Teknologi broadcasting televisi nampaknya akan terus berkembang
hingga barangkali akan berhenti pada titik di mana gambar dan suara sudah
benar-benar sempurna. Atau inovasi akan terus berlanjut dan kita tidak bisa
benar-benar menebaknya. Yang dianggap canggih setahun lalu akan dirasa kuno
saat ini, dan terus akan begitu.
Kecepatan
inovasi teknologi seringkali melampaui kebutuhan dari konsumen, termasuk
teknologi audio visual. Produsen melalui para insinyurnya terus mengembangkan
teknologi audio visual sehingga kadangkala konsumen sebetulnya belum perlu
benar dengan apa yang dilahirkan oleh produsen tersebut. Jadi saat ini, bukan
sekadar gambar dan suara bening saja sebab lebih dari itu konsumen telah
benar-benar dimanja sehingga apa yang dilihat dan didengar akan lebih terasa
seperti benar adanya.
Teknologi
yang audio visual yang dimaksud saat ini adalah 4K Ultra HD TV atau biasa
disebut UHD TV. Produsen yang mengembangkan teknologi ini dimulai dengan
Samsung, LG, dan Sony. Dan tentu saja menyusul dengan produsen lainnya. Secara
teknis Ultra High Definition merupakan derivasi dari kamera 4K yang hasilnya
digadang-gadang lebih memiliki nuansa dan detail yang lebih sempurna ketimbang
generasi sebelumnya.
Teknologi
4K memiliki piksel horizontal sebanyak 4.000, semula teknologi ini diterapkan
pada proyektor Digital Cinema Initiatives atau DCI yang diperuntukan bagi
bioskop, namun kini teknologi ini telah diterapkan pada pesawat televisi. Dan
persisnya 4K memiliki dimensi 4096 X 2160 piksel. Namun UHDTV atau Ultra High
Definition Television ini sebenarnya memiliki resolusi 3840 X 2160 piksel (16 :
9) merupakan perkembangan terbaru setelah high definition television 720p atau
1080p.
Broadcasting
Televisi
Teknologi
brodcasting atau penyiaran televisi mau tak mau akan mengakomodir dari televisi
sebagai produk home use yang dipasarkan, dan teknologi ini kerapkali saling
susul menyusul. Ada kalanya teknologi penyiaran televisi lebih dulu
mengeluarkan high teknologi, di lain kesempatan televisi bahkan bisa melampaui
teknologi penyiaran televisi.
Salah
satu yang berkaitan langsung dengan teknologi 4K ini adalah kamera. Maka
produsen kamera berlomba-lomba untuk mengeluarkan pelbagai jenis kamera 4K. Tak
hanya produsen pemain lama seperti Sony, Panasonic, dan JVC saja sebab pemain
baru seperti Black Magic dan Red tak ketinggalan pula untuk bersaing dalam
menghadirkan kamera yang support 4K.
Memilih Kamera 4 K
Selalu
ada dua hal yang ketika teknologi audio visual dikeluarkan termasuk kamera
video, yakni kebutuhan home use dan peruntukan profesional. Ada kalanya output
yang dihasilkan sebetulnya menyerupai hanya saja atau memang benar-benar sama,
yang secara kasat mata membedakan lebih pada ukuran atau kontruksi kameranya.
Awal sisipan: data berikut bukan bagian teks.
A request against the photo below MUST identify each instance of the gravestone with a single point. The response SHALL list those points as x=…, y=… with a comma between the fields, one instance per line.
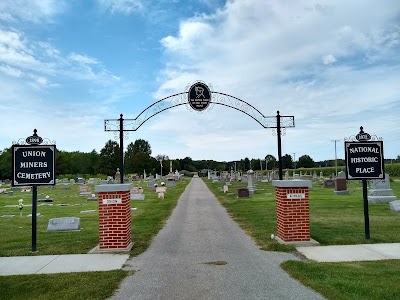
x=171, y=183
x=315, y=176
x=329, y=183
x=395, y=205
x=90, y=211
x=306, y=177
x=45, y=200
x=64, y=224
x=243, y=193
x=8, y=216
x=340, y=186
x=84, y=190
x=92, y=197
x=380, y=191
x=250, y=183
x=137, y=193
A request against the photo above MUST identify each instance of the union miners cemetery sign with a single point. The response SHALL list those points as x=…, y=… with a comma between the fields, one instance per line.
x=33, y=165
x=199, y=96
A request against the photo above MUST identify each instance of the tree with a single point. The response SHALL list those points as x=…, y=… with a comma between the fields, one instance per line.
x=140, y=145
x=137, y=157
x=161, y=158
x=287, y=162
x=109, y=158
x=305, y=161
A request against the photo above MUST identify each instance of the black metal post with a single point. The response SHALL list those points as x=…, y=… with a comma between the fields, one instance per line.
x=34, y=217
x=121, y=147
x=366, y=213
x=278, y=132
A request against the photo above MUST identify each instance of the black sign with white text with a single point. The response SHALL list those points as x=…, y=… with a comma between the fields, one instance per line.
x=364, y=160
x=199, y=96
x=33, y=165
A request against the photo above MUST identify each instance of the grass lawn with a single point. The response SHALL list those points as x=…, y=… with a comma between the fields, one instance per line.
x=15, y=240
x=334, y=220
x=90, y=285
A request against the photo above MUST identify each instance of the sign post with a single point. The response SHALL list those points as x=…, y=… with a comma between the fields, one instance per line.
x=33, y=165
x=364, y=161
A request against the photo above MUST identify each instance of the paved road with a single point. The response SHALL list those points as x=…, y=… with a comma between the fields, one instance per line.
x=199, y=232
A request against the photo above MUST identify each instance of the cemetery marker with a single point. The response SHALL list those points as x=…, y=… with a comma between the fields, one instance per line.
x=364, y=160
x=33, y=165
x=199, y=97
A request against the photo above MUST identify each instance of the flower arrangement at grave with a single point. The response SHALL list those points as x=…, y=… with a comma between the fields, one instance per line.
x=20, y=204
Jadi secara sekilas bisa dilihat, mana untuk peruntukan profesional dan mana
untuk kebutuhan amatir.
Memilih
kamera 4K secara umum sebetulnya sama dengan memilih kamera generasi
sebelumnya. Hal yang mesti diperhatikan sedari awal yakni: Kemampuan pengguna,
ease of use atau mudah digunakan, kualitas, kompabilitas, dan terkhir yakni
budget.
Kemampuan pengguna alias a man behind the gun merupakan
faktor utama ketika kita hendak memutuskan membeli kamera. Secanggih apapun
kameranya tentu akan percuma ketika kemampuan penggunanya tidak mumpuni. Kamera
canggih hanya akan jadi onggokan mahal yang tak digunakan maksimal.
Ease
of use, ada kalanya produsen menciptakan pelbagai fitur baik berupa menu yang
tersedia dalam kamera tersebut atau fitur berupa hardware dengan sitim tombol,
sentuh, atau putar. Namun ketersediaan fitur tersebut ada kalanya tidak easy to
use. Alih-alih bisa memudahkan, ada kalanya itu justru membingungkan si
pengguna. Karenanya kamera ease of use harus menjadi pertimbangan utama juga.
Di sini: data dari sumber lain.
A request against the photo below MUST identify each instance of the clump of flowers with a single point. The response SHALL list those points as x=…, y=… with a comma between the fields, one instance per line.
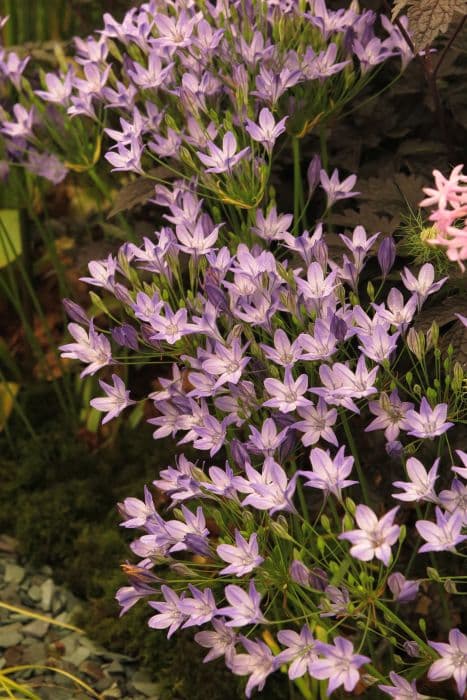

Kualitas kamera 4K menjadi pertimbangan berikutnya. Ya
tentu saja kamera 4K untuk keperluan pro-sumer akan berbeda dengan kamera 4K
untuk kebutuhan profesional. Salah satu kelebihan pada profesional misalnya ada
teknologi untuk low light yang
dibutuhkan untuk keperluan profesional.
Kompabilitas
merupakan hal yang juga perlu diperhatikan. Untuk kebutuhan audio misalnya,
kamera profesional 4K akan mengakomodir kebutuhan audio external yang harus
menggunakan kabel XLR untuk keperluan mikropon. Ini biasanya tidak diakomodir
oleh kamera walapun resolusi 4K namun ia untuk kebutuhan prosumer. Jadi ketika
kebutuhan audio saat perekaman dirasa penting, maka kompabilitas kamera teradap
kebutuhan mikropon eksternal ini juga harus diperhatikan. Kompabilitas lainnya
yang mesti diperhatikan adalah file yang dihasilkan oleh kamera 4K yang pastinya
berukuran lebih besar. Ini akan berkaitan dengan editing pada nantinya. Secara
teknis, file hasil shooting dari kamera 4K harus bisa diimpor dengan AVCHD
secara mudah.
Budget
atau anggaran, ada kalanya justru ini diperhatikan sedari awal. Kenapa disusun
seperti kebutuhan akhir, karena asumsinya pembaca akan membeli kamera
profesional 4K di mana budget memang sudah dipersiapkan sedari awal. Semakin
banyak fitur dan kompabilitas kamera lebih bagus, maka sudah tentu harganya
akan jauh lebih mahal apalagi jika dibandingkan dengan kamera 4K pro-sumer.
Beberapa Kamera 4K
Kamera
prosumer perdana dengan resolusi 4K dikeluarkan oleh Sony dengan type AX100.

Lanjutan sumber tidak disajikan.